A common reason for the failure of a significant number of software development projects is the continuous evolution of software caused by volatility in customer requirements. Sources of volatility are diverse, ranging from changes in technology, evolving end-user needs, and dynamic market pressures. The evolution of software systems consumes significant resources, especially when change-management practices do not adequately support the process. Software configuration management (SCM) practices help in the management, control, and execution of change and evolution of systems . Specifically, SCM helps in identifying the structure of the software product, controlling changes incorporated in software artifacts, maintaining the status of these artifacts, and generating reports for auditing and status reporting . Current SCM practices and tools do not adequately support change management . First, SCM often focuses on managing source code files, leaving changes to other artifacts like requirements and design documents unmanaged . Second, the management of dependencies among many artifacts created during the development life cycle, which is essential for ensuring the integrity of the system , is typically done outside SCM tools. Traceability tools, which help link conceptual and physical artifacts created during software development are commonly used for this purpose . Thus, though both SCM and traceability have a common objective of facilitating change management, they are often used independent of each other.

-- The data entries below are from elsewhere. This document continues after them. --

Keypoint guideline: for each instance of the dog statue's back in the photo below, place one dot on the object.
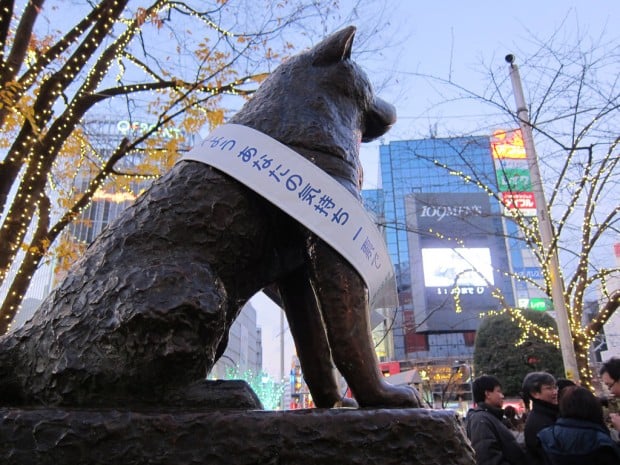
(145, 313)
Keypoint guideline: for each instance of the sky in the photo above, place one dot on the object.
(448, 39)
(456, 40)
(398, 40)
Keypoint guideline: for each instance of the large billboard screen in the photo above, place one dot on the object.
(455, 254)
(462, 267)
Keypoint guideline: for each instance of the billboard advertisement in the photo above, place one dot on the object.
(454, 247)
(512, 173)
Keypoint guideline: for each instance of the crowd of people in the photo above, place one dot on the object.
(564, 423)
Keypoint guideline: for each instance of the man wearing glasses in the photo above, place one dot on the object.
(610, 376)
(541, 390)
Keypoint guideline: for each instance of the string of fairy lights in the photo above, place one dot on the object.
(582, 336)
(37, 151)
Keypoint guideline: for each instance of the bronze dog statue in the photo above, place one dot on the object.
(145, 313)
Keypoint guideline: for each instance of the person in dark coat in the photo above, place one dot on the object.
(493, 442)
(579, 436)
(541, 389)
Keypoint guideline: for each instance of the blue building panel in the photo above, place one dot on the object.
(431, 213)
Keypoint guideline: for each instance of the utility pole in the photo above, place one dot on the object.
(544, 224)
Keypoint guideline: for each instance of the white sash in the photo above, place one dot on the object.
(308, 194)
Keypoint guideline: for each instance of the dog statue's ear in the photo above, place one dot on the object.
(334, 48)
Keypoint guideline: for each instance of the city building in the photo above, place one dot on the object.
(448, 240)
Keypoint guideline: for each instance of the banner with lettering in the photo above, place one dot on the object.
(308, 194)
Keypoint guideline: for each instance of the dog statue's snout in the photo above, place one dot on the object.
(379, 119)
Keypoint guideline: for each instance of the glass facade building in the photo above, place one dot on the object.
(446, 237)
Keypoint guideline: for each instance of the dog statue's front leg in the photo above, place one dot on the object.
(308, 332)
(343, 300)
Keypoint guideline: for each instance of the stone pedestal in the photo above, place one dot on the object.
(232, 437)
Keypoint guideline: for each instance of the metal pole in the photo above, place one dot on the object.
(544, 223)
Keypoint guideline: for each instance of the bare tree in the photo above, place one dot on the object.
(170, 62)
(574, 101)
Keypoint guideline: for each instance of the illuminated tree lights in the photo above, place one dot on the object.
(50, 84)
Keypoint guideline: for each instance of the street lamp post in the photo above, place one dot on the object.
(544, 223)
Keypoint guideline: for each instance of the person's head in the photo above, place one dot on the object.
(510, 412)
(488, 389)
(539, 385)
(562, 384)
(610, 375)
(579, 403)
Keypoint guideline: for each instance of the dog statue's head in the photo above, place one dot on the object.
(321, 104)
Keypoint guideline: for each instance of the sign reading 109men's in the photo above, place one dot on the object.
(309, 195)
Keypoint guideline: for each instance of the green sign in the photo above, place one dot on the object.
(514, 180)
(540, 304)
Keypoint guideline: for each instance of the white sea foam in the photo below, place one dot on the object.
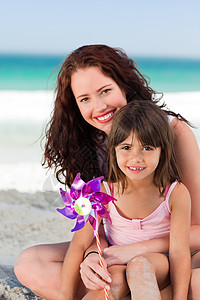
(23, 115)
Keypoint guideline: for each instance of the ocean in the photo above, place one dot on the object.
(26, 101)
(38, 72)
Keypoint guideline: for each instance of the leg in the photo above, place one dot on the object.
(194, 289)
(39, 268)
(118, 287)
(146, 275)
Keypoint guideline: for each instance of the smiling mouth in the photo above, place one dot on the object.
(136, 169)
(106, 117)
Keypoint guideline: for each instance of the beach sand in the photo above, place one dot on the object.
(27, 219)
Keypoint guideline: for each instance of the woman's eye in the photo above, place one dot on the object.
(126, 148)
(148, 148)
(106, 91)
(84, 100)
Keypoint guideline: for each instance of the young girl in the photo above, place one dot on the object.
(93, 83)
(151, 203)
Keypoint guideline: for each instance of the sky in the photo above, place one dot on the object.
(165, 28)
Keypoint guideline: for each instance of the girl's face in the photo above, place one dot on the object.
(137, 162)
(98, 97)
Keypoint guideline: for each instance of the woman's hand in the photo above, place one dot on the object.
(118, 255)
(93, 275)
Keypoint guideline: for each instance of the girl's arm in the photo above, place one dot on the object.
(179, 251)
(70, 271)
(188, 158)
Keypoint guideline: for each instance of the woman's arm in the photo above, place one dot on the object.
(70, 275)
(188, 158)
(179, 251)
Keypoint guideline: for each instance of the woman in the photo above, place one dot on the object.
(94, 82)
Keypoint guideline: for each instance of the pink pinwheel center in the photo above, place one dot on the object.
(83, 206)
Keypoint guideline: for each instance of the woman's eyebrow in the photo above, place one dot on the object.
(101, 88)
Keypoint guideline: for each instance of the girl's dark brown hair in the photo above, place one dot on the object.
(71, 143)
(151, 126)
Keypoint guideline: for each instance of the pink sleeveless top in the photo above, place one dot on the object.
(124, 231)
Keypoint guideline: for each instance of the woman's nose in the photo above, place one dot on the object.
(100, 105)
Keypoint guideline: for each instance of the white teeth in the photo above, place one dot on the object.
(105, 117)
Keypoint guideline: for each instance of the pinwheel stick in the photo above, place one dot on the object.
(84, 202)
(101, 261)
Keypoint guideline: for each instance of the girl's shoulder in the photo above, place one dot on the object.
(179, 196)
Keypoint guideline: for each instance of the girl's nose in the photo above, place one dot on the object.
(135, 156)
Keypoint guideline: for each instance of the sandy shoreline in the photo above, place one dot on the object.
(27, 219)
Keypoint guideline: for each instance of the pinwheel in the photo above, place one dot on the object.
(84, 202)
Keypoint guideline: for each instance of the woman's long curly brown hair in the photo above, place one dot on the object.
(71, 143)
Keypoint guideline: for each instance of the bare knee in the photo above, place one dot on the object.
(25, 266)
(118, 286)
(139, 265)
(194, 289)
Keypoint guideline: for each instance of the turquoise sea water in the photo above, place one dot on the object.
(38, 72)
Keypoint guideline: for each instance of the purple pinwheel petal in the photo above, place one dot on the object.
(69, 213)
(66, 197)
(102, 198)
(80, 223)
(94, 223)
(95, 184)
(103, 213)
(76, 187)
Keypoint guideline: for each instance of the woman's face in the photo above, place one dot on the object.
(98, 97)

This leads us to the question: How can we integrate traceability practice with SCM practice and thereby improve change management processes in software development? We investigate this question by conducting a case study in an organization (hereafter referred to as Hospcom) that develops embedded software systems (see sidebar for details on how the study was conducted). We identify problems in SCM practice and recommend the integration of SCM and traceability as a means to address these problems.
Process frameworks like the Rational Unified Process (RUP) provide detailed guidelines on how to plan and execute SCM . The box on the right side of the accompanying figure depicts the RUP process for configuration and change management. Many organizations internally develop and use similar SCM processes. At the outset, the project team establishes SCM policies, writes an SCM plan, and establishes a change control process. An SCM tool like Microsoft's Visual SourceSafe is used to support these processes. Development workspaces are created, and change requests are logged, reviewed, verified, and approved. Changes incorporated in the system are logged in the SCM tool. When needed, audit and status reports are generated.

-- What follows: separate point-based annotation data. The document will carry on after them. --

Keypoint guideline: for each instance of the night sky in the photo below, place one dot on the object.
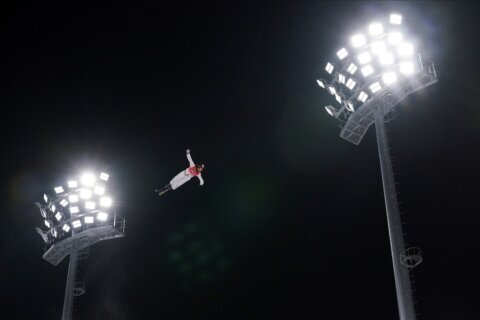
(290, 223)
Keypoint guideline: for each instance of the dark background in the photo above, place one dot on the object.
(291, 221)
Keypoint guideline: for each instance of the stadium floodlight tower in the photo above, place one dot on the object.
(77, 216)
(369, 77)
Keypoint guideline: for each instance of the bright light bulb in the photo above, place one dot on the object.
(395, 38)
(342, 53)
(332, 90)
(389, 77)
(102, 216)
(90, 205)
(351, 84)
(73, 198)
(358, 40)
(405, 49)
(386, 59)
(99, 190)
(395, 18)
(85, 194)
(104, 176)
(352, 68)
(89, 219)
(367, 70)
(329, 68)
(59, 189)
(375, 29)
(105, 201)
(363, 96)
(320, 83)
(88, 179)
(364, 58)
(76, 224)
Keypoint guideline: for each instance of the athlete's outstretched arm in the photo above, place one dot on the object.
(201, 180)
(189, 157)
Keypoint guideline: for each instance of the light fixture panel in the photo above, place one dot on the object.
(102, 216)
(351, 84)
(329, 68)
(342, 53)
(395, 19)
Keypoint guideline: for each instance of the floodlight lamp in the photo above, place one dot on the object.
(364, 58)
(358, 40)
(102, 216)
(406, 68)
(395, 18)
(367, 70)
(375, 87)
(338, 98)
(321, 84)
(99, 190)
(395, 38)
(363, 96)
(389, 77)
(76, 224)
(105, 201)
(89, 219)
(88, 179)
(104, 176)
(85, 194)
(342, 53)
(72, 184)
(352, 68)
(73, 198)
(378, 47)
(331, 110)
(90, 205)
(351, 84)
(386, 59)
(350, 106)
(59, 189)
(329, 68)
(332, 90)
(375, 29)
(405, 49)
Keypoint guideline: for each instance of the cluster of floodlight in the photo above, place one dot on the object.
(383, 57)
(80, 204)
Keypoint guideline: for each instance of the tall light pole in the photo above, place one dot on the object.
(77, 215)
(378, 70)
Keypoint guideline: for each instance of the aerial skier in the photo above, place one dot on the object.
(194, 170)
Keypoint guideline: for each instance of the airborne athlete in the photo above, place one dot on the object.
(194, 170)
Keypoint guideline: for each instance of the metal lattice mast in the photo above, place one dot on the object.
(403, 287)
(388, 75)
(77, 216)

Now let us consider an example from Hospcom to illustrate the problems even with mature SCM practices. Clear procedures for documenting and fulfilling change requests were developed based on RUP. Visual SourceSafe was used to manage versions of various source code modules. Following common industry practices, these dependencies were managed at file level (rather than at the level of individual objects). Reasoning behind changes was documented with minimal details and not linked to requirement specifications, design models, or source code. As a result, when a change request was processed, developers did not fully understand its repercussions on various software artifacts and their versions.
For example, when it was necessary to support a new telephone system, Hospcom incorporated changes in the television control module. The development team documented the changes in the SCM tool using textual descriptions. Later, when incorporating a new feature in the patient billing system, the developers found it very difficult to understand the rationale behind the changes incorporated in the television control module. Traceability matrices that documented the rationale were not linked to specific versions and configurations of various software artifacts. This resulted in erroneous and inconsistent changes to the television control module.
In the absence of well-documented process knowledge (which refers to knowledge about the reasons behind design decisions and the impact of changes caused by dependencies), developers usually implement changes based on their own (often incomplete) understanding of this knowledge. They rely on their past experience to understand design decisions made during development. This leads to poor maintenance performance, increased effort in identifying and modifying artifacts affected by the changes, low quality of changes incorporated in the system, and incomplete or inconsistent changes. Our study suggests that these problems can be addressed by the integration of traceability and SCM.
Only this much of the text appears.